Israel hatte bis jetzt darauf bestanden, dass die iranischen Streitkräfte Syrien verlassen müssen. Nun soll es jedoch Berichten zufolge einem bedeutenden Kompromiss zugestimmt haben.

Russische Offizielle gaben am Mittwoch bekannt, dass sie mit Israel und dem Iran ein Abkommen über die Aufstellung von Streitkräften nahe der israelisch-syrischen Grenze erzielt hätten.

Israel sieht die Präsenz der iranischen Streitkräfte in Syrien als existenzielle Bedrohung für den jüdischen Staat und forderte, dass diese vollständig aus dem vom Krieg zerrissenen Land entfernt werden.

Russland, zur Zeit die führende Militärmacht in Syrien und ein Verbündeter sowohl des syrischen Regimes als auch des Iran, hat kürzlich geantwortet, dass es die Islamische Republik nicht zwingen könne, ihre Truppen abzuziehen, und dass ihre Anwesenheit entscheidend wäre, um die verbleibenden Dschihadisten zu besiegen.

Laut Alexander Lawrentjew, Sondergesandter des russischen Präsidenten für Syrien, ist die Angelegenheit jetzt gelöst.

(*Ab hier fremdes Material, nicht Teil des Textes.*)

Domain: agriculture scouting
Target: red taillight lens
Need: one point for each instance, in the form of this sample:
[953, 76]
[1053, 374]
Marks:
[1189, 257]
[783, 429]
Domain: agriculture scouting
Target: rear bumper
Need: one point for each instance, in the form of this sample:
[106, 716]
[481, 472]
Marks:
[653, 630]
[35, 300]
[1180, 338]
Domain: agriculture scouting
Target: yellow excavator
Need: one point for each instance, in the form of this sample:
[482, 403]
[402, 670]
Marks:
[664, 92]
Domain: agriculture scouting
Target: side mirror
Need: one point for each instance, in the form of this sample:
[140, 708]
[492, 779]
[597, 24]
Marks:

In einem Gespräch mit der Nachrichtenagentur Sputnik sagte Lawrentjew, dass sich die iranischen Truppen in 85 Kilometer Entfernung von der israelischen Grenze auf den Golanhöhen zurückziehen würden und dass Jerusalem diesen Kompromiss akzeptiert habe.

Wenn das stimmt, würde es sich um eine ernste Wende bei Premierminister Benjamin Netanjahu handeln, der im vergangenen Monat ein russisches Angebot zurückgewiesen hatte, die iranischen Streitkräfte mindestens 100 Kilometer von der Grenze zurückzudrängen. Als Netanyahu den russischen Außenminister Sergej Lawrow besuchte, wies er darauf hin, dass der Iran und seine verbündeten Streitkräfte in Syrien Raketen mit einer Reichweite von weit über 100 Kilometern besitzen.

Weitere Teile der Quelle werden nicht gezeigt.